/Qbrot

A fast C++ Madelbrot renderer using AVX2 extensions

Primary LanguageC++

Quickbrot: Quickly rendering the mandelbrot set

Quickbrot is a multithreaded and vectorized renderer for the mandelbrot set written in C++. Uses AVX2 intrinsics to calculate 8 pixels in parallel per thread. Automatically divides the image into multiple threads. The result is a renderer that is very fast (A 1080p render of the region x:[-2.5,1], y:[-1,1] with 256 maximum iterations takes only ~19 ms on a 2 core 4 thread core i5-6200u laptop running Kubuntu 19.04).
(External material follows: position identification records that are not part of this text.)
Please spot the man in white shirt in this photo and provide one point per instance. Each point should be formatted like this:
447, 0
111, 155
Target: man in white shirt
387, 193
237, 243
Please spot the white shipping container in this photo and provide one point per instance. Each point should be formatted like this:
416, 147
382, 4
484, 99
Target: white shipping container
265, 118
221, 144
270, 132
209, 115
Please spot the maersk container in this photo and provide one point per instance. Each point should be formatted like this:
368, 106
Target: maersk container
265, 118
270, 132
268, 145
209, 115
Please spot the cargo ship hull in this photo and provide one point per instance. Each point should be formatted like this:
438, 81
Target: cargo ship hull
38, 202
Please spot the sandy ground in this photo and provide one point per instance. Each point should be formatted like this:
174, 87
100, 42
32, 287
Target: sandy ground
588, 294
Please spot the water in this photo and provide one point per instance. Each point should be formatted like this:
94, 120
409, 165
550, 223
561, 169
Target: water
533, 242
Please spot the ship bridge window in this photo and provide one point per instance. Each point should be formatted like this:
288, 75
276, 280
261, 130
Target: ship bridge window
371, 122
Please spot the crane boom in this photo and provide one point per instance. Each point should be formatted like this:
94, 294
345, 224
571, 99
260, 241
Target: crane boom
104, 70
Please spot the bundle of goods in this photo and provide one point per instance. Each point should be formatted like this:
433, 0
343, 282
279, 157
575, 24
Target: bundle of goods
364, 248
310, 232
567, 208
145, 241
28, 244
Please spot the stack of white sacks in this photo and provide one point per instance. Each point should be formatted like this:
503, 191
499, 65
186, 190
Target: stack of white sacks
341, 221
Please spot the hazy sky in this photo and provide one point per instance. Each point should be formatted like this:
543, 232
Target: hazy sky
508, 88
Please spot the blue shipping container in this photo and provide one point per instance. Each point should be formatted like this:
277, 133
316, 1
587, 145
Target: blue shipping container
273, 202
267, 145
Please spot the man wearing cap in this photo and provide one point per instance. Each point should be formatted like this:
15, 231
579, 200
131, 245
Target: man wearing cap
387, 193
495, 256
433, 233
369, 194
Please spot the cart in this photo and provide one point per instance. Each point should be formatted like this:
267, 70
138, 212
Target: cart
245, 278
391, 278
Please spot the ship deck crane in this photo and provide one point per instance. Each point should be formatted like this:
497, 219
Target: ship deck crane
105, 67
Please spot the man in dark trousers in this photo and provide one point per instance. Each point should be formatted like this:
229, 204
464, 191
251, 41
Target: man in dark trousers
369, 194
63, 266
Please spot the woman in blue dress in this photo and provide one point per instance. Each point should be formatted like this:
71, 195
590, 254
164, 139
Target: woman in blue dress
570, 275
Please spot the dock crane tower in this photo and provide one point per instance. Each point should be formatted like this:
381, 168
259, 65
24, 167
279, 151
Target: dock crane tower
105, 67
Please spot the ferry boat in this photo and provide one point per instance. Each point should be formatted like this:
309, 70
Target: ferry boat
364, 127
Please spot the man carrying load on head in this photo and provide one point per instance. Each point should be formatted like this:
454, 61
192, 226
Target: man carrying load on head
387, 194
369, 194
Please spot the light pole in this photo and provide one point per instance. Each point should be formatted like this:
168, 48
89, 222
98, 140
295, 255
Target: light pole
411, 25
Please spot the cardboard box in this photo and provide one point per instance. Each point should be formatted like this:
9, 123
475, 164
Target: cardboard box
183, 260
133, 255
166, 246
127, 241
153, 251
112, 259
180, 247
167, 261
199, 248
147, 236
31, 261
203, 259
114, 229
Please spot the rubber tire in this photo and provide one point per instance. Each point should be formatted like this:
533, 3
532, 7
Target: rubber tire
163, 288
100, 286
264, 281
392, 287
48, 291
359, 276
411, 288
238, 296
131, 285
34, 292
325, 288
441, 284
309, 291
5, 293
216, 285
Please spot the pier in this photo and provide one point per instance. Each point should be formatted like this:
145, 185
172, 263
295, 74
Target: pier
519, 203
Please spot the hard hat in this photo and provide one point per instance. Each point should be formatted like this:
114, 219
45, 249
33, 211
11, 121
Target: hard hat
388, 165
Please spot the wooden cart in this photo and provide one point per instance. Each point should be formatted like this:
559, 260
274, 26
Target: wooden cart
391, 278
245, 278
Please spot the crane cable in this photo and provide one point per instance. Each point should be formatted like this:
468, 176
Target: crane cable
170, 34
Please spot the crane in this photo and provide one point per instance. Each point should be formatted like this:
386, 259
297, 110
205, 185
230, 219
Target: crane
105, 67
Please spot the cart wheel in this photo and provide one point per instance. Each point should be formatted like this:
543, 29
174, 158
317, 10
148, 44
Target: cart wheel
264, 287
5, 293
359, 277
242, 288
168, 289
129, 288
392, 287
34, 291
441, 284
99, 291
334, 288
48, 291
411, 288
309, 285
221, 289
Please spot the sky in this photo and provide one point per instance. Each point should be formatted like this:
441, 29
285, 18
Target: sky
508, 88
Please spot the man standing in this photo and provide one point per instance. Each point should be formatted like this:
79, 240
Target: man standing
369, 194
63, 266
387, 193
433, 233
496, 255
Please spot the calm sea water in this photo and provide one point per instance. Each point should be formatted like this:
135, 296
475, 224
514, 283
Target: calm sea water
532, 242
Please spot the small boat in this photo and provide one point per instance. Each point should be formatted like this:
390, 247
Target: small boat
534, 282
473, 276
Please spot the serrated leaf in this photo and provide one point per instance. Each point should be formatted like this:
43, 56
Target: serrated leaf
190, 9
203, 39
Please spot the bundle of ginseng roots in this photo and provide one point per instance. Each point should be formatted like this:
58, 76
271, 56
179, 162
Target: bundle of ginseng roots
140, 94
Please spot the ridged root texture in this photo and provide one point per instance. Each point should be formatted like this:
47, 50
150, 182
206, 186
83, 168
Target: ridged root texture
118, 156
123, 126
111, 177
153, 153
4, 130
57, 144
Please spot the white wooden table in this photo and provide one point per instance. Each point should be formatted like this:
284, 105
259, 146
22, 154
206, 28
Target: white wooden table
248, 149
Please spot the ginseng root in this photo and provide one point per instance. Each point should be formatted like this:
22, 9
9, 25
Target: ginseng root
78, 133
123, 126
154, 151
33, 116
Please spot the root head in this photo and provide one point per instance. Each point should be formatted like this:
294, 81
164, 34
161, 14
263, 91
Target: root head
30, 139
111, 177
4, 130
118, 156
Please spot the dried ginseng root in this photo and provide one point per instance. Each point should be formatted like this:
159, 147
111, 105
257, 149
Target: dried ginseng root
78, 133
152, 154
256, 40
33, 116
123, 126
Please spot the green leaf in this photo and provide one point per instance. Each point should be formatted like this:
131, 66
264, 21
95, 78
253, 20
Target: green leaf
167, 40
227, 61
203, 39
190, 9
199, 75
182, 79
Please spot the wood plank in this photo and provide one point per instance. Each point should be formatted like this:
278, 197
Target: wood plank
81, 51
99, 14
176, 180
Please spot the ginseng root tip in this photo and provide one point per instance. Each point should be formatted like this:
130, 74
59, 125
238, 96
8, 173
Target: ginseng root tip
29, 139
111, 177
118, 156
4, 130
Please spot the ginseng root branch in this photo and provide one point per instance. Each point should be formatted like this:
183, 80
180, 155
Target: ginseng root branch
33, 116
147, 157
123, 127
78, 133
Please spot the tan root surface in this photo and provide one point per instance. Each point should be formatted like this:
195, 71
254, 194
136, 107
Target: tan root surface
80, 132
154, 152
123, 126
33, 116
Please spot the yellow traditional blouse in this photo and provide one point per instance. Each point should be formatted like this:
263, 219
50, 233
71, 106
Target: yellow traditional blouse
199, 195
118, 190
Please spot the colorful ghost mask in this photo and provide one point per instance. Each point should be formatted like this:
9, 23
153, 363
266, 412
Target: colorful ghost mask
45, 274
Uses the EasyBMP header library to create BMP image.

Compile and Use

# Compile with 
g++ -O3 -fopenmp -mavx2 quickbrot.cc -o qbrot

# to check if your CPU supports AVX2
lscpu | grep avx2

# Usage:
# render a 640x480 with 64 iterations
./qbrot  

# render w x h with maxIter iterations N times and compute average frame time 
./qbrot $w $h $maxIter $N
./qbrot 1920 1080 256 10

How it works

The core of the program is the mandelbrot loop. It computes 8 pixels in parallel by counting the number of iterations required to determine if a point lies in the set or not. A simple implementation in scala would be

  def pixelValue (x_pixel: Int, y_pixel: Int): Int = {
    val x0 = x_pixel * xres + xrange._1
    val y0 = y_pixel * yres - yrange._2
    var i = 0
    var x,y = 0.0f
    var xx,yy,xy = 0.0f
    var ab = 0.0f

    while (ab < 4.0f && i < maxItr) {
      xx = x * x
      yy = y * y
      xy = 2.0f * x * y
      i  = i + 1
      ab = xx + yy
      x  = xx - yy
      y  = xy + y0
      x  = x + x0
    }
    i
  }

Multithreading

This computation is embarrassingly parallel. All pixels can be computed independant of each other. The first step in parallelizing this would be to use multiple threads and compute one pixel per thread. A simple implementation in scala would be to use parallel collections.

  def render (): Unit = {
    for (x <- 0 until width)
      (0 until height).par.foreach(y => buffer.setRGB(x, y, rgbToInt(core.pixelColor(x, y))))
  }

Vectorization

Modern x86 CPUs contain ALUs that can work on multiple data units in a single instruction. They are called SIMD (single instruction multiple data) instructions. AVX2 is an extension with 256 bit ALUs. Meaning they can work with 8 32 bit floats in parallel. We can use them to speed up the rendering.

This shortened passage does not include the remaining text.